The trial court granted summary judgment for Waddell & Reed, finding that Waddell & Reed had no duty to provide tax information because none was requested.  On appeal, the court noted:

In Missouri, stockbrokers owe customers a fiduciary duty. This fiduciary duty includes at least these obligations: to manage the account as dictated by the customer’s needs and objectives, to inform of risks in particular investments, to refrain from self-dealing, to follow order instructions, to disclose any self-interest, to stay abreast of market changes, and to explain strategies. Implicit in these obligations is a duty to disclose to the customer material facts.

Id. at 511 (emphasis added).

The court of appeals found that Waddell & Reed was privy to information and had expertise not yet proven on summary judgment to be equally or reasonably available to the client. In particular, the registered representative was aware of details of the transaction which consisted of a redemption of mutual funds, while the clients understood the transaction to amount to a short-term loan. Id. Waddell & Reed had a duty to manage the account according to the client’s expressed needs and objectives, to bridge finance by use of trust assets with “no loss whatsoever,” if possible, or to inform the client of the costs. Id. The client communicated his concerns about possible costs associated with the proposed transaction to the registered representative. The client was not told how the transaction would occur but was told it would not cost any money. The court of appeals concluded that what was meant by “costs” in the discussions between the parties remained uncertain. This implicated an unresolved question of fact, making summary judgment for Waddell & Reed inappropriate. Id.

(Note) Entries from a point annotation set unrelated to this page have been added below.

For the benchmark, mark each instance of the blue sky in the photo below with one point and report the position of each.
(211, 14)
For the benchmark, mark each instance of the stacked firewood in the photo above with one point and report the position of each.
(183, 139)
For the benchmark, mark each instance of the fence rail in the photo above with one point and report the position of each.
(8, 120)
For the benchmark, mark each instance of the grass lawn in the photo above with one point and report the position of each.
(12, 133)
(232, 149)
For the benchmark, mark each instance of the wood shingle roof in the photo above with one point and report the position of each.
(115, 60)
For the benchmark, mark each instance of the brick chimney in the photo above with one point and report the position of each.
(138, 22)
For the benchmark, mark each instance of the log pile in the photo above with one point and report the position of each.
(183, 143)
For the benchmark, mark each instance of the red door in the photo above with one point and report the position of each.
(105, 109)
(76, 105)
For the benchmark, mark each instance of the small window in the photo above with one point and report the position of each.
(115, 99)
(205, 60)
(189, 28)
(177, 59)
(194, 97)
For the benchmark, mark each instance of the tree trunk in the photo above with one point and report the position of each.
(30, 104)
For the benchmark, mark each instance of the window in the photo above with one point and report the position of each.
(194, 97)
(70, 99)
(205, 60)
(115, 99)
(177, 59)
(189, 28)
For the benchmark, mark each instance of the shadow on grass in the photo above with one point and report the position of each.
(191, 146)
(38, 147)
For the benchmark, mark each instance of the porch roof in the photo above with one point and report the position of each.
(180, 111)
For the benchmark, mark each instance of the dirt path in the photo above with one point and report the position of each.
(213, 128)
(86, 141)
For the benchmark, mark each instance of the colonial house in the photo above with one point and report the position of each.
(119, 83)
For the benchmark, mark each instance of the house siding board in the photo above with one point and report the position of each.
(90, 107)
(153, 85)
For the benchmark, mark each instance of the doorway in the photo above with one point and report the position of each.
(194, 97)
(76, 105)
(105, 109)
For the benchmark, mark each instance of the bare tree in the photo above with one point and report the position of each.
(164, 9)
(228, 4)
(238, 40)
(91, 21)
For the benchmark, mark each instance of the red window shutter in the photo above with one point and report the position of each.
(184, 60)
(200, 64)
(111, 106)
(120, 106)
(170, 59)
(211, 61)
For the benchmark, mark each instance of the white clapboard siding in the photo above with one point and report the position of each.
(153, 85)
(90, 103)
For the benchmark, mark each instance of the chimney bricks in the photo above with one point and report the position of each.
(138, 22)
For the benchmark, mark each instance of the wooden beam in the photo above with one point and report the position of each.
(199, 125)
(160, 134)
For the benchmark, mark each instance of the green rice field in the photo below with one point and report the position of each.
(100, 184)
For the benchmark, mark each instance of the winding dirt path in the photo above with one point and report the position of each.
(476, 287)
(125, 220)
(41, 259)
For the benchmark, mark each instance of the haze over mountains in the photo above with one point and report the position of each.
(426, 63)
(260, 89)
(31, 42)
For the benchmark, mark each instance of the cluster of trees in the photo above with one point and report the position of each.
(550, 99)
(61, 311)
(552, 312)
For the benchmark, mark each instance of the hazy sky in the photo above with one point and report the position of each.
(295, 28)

In sum, the fiduciary duty standard requires that the client be properly informed of the nature of an investment or investment strategy. What is necessary in order to meet this standard will depend on the facts and circumstances of each case. A more in depth explanation of the risks of an investment or investment strategy will be necessary where the client’s related education and experience is minimal. Similarly, a more detailed explanation of strategy will become necessary where the strategy being implemented is more speculative in nature. Whether the fiduciary duty to explain has been met will usually be a question of fact to be decided by the judge, jury, or arbitrator after hearing all of the evidence.